When the Germans were blitzing their way across France in spring 1940, Pilot Officer Tom Neil had just received his first posting - to 249 Squadron. Nineteen years old and fresh from training, he was soon to be pitched into the maelstrom of air fighting on which the very survival of Britain would come to depend. By the end of the year he had shot down thirteen enemy aircraft, seen many of his friends killed, injured or burned, and was himself a wary and accomplished fighter pilot.
Out of the frying pan and into the fire, Tom was then shipped off to the beleaguered island of Malta to face a second Luftwaffe onslaught. Again heavily engaged, he shot down another enemy fighter and survived a number of engine failures and other emergencies.
Now ninety-six, he is one of only a handful of Battle of Britain veterans still alive and this vivid memoir is his last word on his fighter pilot experiences.

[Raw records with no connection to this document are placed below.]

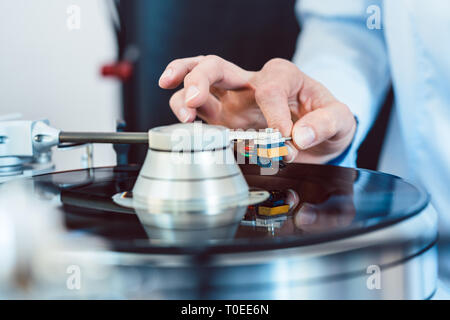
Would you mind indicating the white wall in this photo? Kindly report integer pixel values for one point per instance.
(48, 71)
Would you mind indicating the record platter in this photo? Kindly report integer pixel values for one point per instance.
(307, 232)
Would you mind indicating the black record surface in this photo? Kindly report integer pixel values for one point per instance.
(325, 203)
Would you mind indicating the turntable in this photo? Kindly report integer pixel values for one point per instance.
(303, 232)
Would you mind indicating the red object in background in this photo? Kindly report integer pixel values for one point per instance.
(121, 70)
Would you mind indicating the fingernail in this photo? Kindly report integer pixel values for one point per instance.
(184, 115)
(191, 93)
(291, 154)
(304, 137)
(307, 217)
(167, 73)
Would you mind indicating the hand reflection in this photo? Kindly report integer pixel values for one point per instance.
(335, 209)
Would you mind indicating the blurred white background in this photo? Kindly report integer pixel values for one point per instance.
(49, 71)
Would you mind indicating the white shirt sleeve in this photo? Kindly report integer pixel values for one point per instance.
(337, 48)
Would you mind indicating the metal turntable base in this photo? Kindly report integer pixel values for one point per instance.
(348, 234)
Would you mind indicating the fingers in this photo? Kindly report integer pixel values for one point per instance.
(177, 105)
(334, 121)
(208, 111)
(277, 85)
(175, 72)
(199, 74)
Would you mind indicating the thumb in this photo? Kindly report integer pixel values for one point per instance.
(333, 121)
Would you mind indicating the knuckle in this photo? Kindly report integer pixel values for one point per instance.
(267, 90)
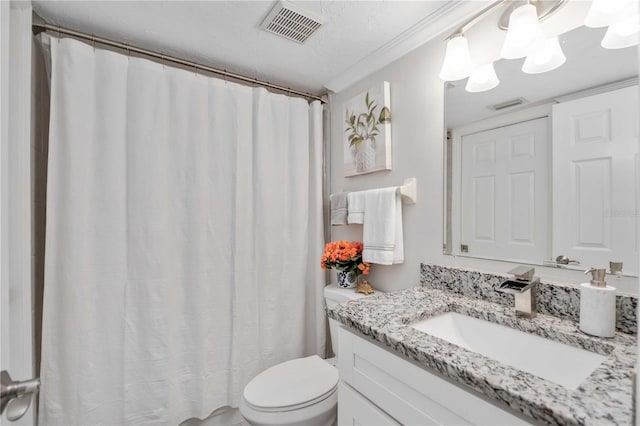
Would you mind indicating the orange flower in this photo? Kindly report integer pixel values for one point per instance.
(344, 256)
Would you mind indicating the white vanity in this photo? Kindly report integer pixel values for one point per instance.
(377, 387)
(393, 370)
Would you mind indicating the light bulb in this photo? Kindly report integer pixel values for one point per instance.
(545, 56)
(524, 30)
(482, 78)
(457, 61)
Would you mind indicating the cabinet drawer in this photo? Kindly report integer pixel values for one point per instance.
(354, 409)
(410, 394)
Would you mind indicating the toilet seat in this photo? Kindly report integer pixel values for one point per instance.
(301, 391)
(292, 385)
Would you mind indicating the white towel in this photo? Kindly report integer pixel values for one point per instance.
(356, 207)
(339, 208)
(382, 230)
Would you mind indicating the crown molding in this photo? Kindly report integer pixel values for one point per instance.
(450, 15)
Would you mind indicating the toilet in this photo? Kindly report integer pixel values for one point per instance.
(302, 391)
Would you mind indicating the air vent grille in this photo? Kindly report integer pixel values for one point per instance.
(291, 22)
(507, 104)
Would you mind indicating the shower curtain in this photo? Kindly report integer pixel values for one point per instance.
(184, 229)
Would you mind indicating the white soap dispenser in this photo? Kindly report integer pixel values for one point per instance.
(597, 305)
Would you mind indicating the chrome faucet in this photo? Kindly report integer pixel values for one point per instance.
(524, 288)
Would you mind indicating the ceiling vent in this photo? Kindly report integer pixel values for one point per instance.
(291, 22)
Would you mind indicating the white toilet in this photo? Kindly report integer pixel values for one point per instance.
(302, 391)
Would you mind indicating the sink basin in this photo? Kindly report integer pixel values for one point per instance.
(562, 364)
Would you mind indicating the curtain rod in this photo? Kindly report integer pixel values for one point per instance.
(39, 27)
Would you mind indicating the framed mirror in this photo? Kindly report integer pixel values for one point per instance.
(543, 169)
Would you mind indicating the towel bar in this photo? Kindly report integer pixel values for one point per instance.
(408, 191)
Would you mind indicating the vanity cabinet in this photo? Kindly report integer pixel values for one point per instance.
(378, 387)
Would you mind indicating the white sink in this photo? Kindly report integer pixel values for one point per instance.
(562, 364)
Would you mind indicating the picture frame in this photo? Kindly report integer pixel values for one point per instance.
(367, 131)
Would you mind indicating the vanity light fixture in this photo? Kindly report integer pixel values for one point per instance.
(546, 55)
(523, 33)
(457, 60)
(482, 78)
(524, 39)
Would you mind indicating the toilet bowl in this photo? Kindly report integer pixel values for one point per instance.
(298, 392)
(302, 391)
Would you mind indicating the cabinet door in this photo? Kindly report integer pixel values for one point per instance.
(595, 158)
(354, 409)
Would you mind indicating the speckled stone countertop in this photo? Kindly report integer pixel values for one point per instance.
(603, 398)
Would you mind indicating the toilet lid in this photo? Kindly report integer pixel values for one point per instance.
(291, 383)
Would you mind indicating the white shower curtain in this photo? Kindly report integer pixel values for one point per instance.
(184, 231)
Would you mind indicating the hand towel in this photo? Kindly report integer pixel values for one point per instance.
(356, 207)
(382, 229)
(339, 203)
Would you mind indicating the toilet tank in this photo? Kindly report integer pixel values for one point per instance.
(332, 296)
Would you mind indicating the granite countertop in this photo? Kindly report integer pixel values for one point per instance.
(603, 398)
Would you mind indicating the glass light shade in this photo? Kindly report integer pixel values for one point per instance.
(622, 34)
(605, 12)
(545, 56)
(457, 61)
(483, 78)
(524, 30)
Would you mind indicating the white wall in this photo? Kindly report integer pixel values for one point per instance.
(417, 150)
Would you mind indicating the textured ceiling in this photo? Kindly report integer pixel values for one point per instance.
(227, 34)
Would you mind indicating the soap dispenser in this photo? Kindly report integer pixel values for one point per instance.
(597, 305)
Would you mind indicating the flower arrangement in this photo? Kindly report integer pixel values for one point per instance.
(345, 256)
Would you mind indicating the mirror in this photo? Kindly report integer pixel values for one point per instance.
(545, 165)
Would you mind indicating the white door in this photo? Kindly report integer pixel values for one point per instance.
(504, 186)
(15, 220)
(595, 163)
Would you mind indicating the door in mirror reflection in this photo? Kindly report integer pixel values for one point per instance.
(595, 158)
(504, 197)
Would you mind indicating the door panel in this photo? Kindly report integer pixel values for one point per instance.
(594, 166)
(505, 175)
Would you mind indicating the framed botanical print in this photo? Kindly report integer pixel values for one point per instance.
(367, 131)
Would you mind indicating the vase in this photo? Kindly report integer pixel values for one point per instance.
(365, 156)
(346, 279)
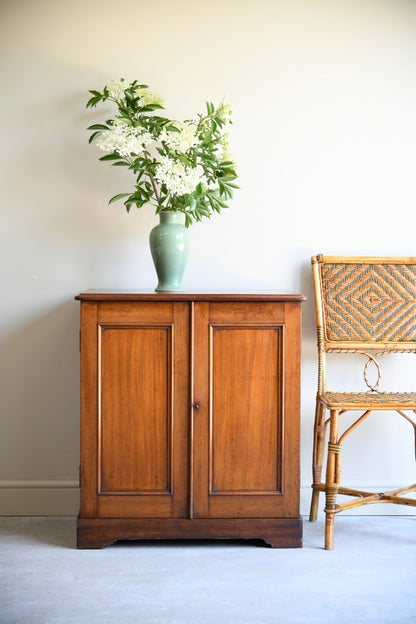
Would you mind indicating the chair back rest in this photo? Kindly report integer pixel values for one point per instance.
(365, 302)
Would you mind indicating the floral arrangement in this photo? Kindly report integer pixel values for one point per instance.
(179, 166)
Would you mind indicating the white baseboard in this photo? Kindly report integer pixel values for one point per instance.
(61, 498)
(39, 498)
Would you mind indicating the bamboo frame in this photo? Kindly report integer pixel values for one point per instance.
(338, 403)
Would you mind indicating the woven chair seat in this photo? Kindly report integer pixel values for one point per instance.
(364, 305)
(369, 400)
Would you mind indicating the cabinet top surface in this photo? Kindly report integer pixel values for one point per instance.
(197, 295)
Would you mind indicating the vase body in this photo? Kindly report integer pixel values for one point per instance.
(169, 245)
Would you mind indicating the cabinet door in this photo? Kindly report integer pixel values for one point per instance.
(246, 427)
(135, 410)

Tom Neil joined 249 Squadron flying Hurricanes just before the start of the Battle of Britain. His first victory was an Me 109, followed in quick succession by twelve others. Tom was awarded a Bar to his DFC in November 1940. After the Battle of Britain, he was soon in action again in the skies over Malta where he gained another victory. His other books include The Silver Spitfire and Gun Button To Fire. He is the Chairman of the Battle of Britain Fighter Pilot Association. Now ninety-five, he lives in Norfolk and has three sons, two of whom carry on the tradition of flying. His wife of over seventy years, Eileen, herself an RAF Flight Officer during the war, sadly died last year. James Holland, historian and broadcaster, is the bestselling author of The Battle of Britain and Dam Busters. He lives in Salisbury.